Useful tips

Navigation is a life-long learning process, and there is always more to find out and new places to explore. When you know the basics, you can learn more, explore new features and go even further.

Time and distance

By keeping track of time and your pace, you can estimate how far you have walked – and when you will reach your destination.

Navigating safely

When planning and travelling, use significant terrain objects to mark your route. Examples include rivers and lakes, hills, fields, paths, roads and power lines. By holding onto this visual “handrail” you travel faster and more safely, reducing the number of possible route-finding errors.

Orienting the Map

To quickly orient oneself with the map is an important aspect of orienteering. To determine your direction of travel, make sure the map is always oriented to north by matching the Magnetic North lines to the direction of Magnetic North on the ground by using the compass.
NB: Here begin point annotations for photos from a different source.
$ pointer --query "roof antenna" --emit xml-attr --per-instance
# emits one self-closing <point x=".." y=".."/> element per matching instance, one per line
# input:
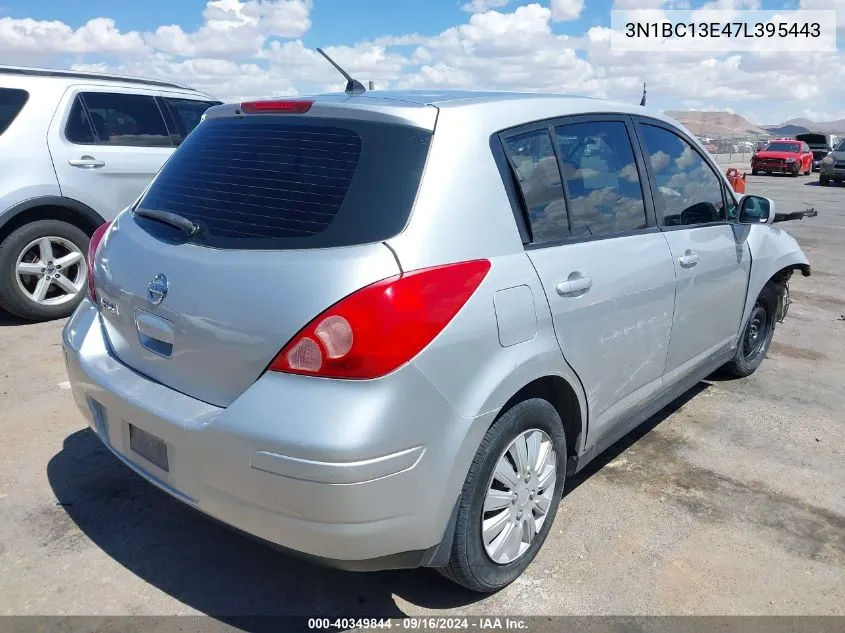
<point x="353" y="86"/>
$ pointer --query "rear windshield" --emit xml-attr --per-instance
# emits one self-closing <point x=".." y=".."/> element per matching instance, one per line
<point x="11" y="103"/>
<point x="813" y="139"/>
<point x="269" y="181"/>
<point x="783" y="147"/>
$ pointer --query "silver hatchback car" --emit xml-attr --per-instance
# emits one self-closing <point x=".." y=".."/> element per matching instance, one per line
<point x="382" y="329"/>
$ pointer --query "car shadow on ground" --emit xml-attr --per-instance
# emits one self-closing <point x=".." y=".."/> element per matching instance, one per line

Positioning With Cross-Bearings

By following the Silva 1-2-3 System in reverse order, it’s easy to plot a compass bearing onto a map. Take a bearing to an object in the field that you can also locate on the map. Place the compass on the map with the baseplate’s long side intersecting the object to which the bearing was taken. Draw a line along the baseplate, and your position is somewhere along this line. Repeat the procedure using another object that you can see from your current location and you’ll be at the intersection of the two lines. For best accuracy, use objects that are on a 90-degree angle from each other versus your location. For even greater accuracy, use three lines.